Pulangku ke sebuah rumah yang pernah kutinggali dan kutinggalkan.
Sebuah rumah kecil yang hangat oleh aroma kayu manis dan harum cengkih serta vanila dari dalam dapur
Setiap pagi cahaya meluruh, menyusup celah-celah jendela rumah. Ya, sekadar menemani secangkir kopi atau coklat hangat di atas meja kecil berukir dua inisial nama
Sofa ruangan bertanda kisah dan cerita yang mengalir tulus tanpa paksa, derai tawa, sedikit pertengkaran, namun terlebih banyak pelukan
Tak ada kisah muluk atau janji sekarat di sana. Karena mimpi-mimpi terlampau lelah menempuh jalan panjangnya
Rumah yang mengajarkanku bernyali dan menyalakan nyali, bahkan menjaganya bila sedang meredup
Aku rindu rumah itu,
tempat tanpa nama, tanpa papan iklan atau spanduk liar di tubuh pepohonan. Tempat pemikiran senantiasa menari, bernyanyi, tanpa takut intimidasi
Kehangatan selalu tersedia di sana, mas. Kehangatan dari sebuah cinta roman seorang anak manusia.

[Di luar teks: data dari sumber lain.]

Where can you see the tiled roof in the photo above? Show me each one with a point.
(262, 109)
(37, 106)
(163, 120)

Cinta yang tak pernah luput mengalir lembut mengajarkanku betapa berharga diriku baginya. Setiap hari diberikannya padaku selapis rasa sederhana yang tak pernah memaksa. Ia mau menunggu karena ia tahu aku belum mampu. Namun, setiap hari pula ia percaya aku pasti bisa menaklukkan ketakutanku.
Aku tahu, bekalku dari sini begitu tipis. Tetapi, masih ada sekeping rindu di saku celanaku. Kurasa, cukuplah untuk membeli secarik tiket.